Occurrence | Esophageal Atresia

Occurrence

Esophageal atresia is a congenital malformation that is associated with a frequency of approximately 1 in 3500 live births worldwide. Boys are slightly more frequently affected than girls, at 60%. The most frequent manifestation of this is type III b according to Vogt, namely esophageal atresia with lower esophagotracheal fistula formation (the lower end of the esophagus thus opens into the trachea).

This characteristic occurs in 85% of cases. The remaining characteristics according to Vogt occur with less than 8% and are rather rare. A familial clustering, i.e. the occurrence of the malformation in several family members, is rare.

Siblings have a 1% probability of disease, identical twins have a 9% probability. The malformation occurs sporadically, so it cannot be assigned to a specific gene locus. The congenital esophageal atresia is often associated with other congenital malformations.

Approximately 50% of children with esophageal atresia have additional malformations. The so-called VACTERL association, the cause of which is largely unknown, should be mentioned. It refers to a combination of certain malformations.In detail, these are malformations of the spinal column (vertebral), the anal region (anal), the heart (cor), the trachea and esophagus in the sense of an esophageal atresia with esophagotracheal fistula formation (trachea and esophagus), the kidneys (renal) and finally the limbs (limb).

Diagnosis

Before the birth, a polyhydramnion of the mother can be noticed in the ultrasound. This means that an above-average amount of amniotic fluid is present. However, this marker is relatively unspecific, so that esophageal atresia cannot be proven by this finding alone.

After birth, one tries to place a gastric tube. The gastric tube can only be advanced about 11 to 12 cm until a resilient resistance is felt. Aspiration (material penetrates the trachea) of gastric juice through the gastric tube is also not possible.

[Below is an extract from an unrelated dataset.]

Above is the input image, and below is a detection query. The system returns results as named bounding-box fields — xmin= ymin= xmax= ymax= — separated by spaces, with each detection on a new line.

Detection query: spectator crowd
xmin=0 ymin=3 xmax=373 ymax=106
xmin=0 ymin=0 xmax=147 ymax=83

When air is injected through the gastric tube, a gurgling sound can be heard with the stethoscope over the shoulder blades and the jugulum (depression at the upper edge of the sternum), but not over the stomach. This is where the sound should normally be heard. To prove the diagnosis, an X-ray examination of the thorax and abdomen is then performed.

This will reveal various changes resulting from the different forms of esophageal atresia. An accumulation of air at the level of the 3rd thoracic vertebra in the x-ray reflects an air filling of the upper blind sac. In the presence of a lower fistula, a gas filling in the stomach and intestine is visible.

This is because air escapes through the fistula from the airways into the digestive tract. In Vogt I, II and IIIa no gas filling of the stomach can be seen, because there is no lower esophagotracheal fistula. Rarely a contrast medium examination is performed, in which a contrast medium excess occurs if a fistula is present.

A contrast medium examination is performed when the situation and type of esophageal atresia is not clear from the normal X-ray examination. A water-soluble contrast medium is used for this purpose and the X-ray examination is performed with this medium. Other diagnostic procedures include echocardiography (ultrasound examination of the heart) and ultrasound examination of the abdomen. On the one hand, this is used for preoperative planning, and on the other hand, further malformations can be found.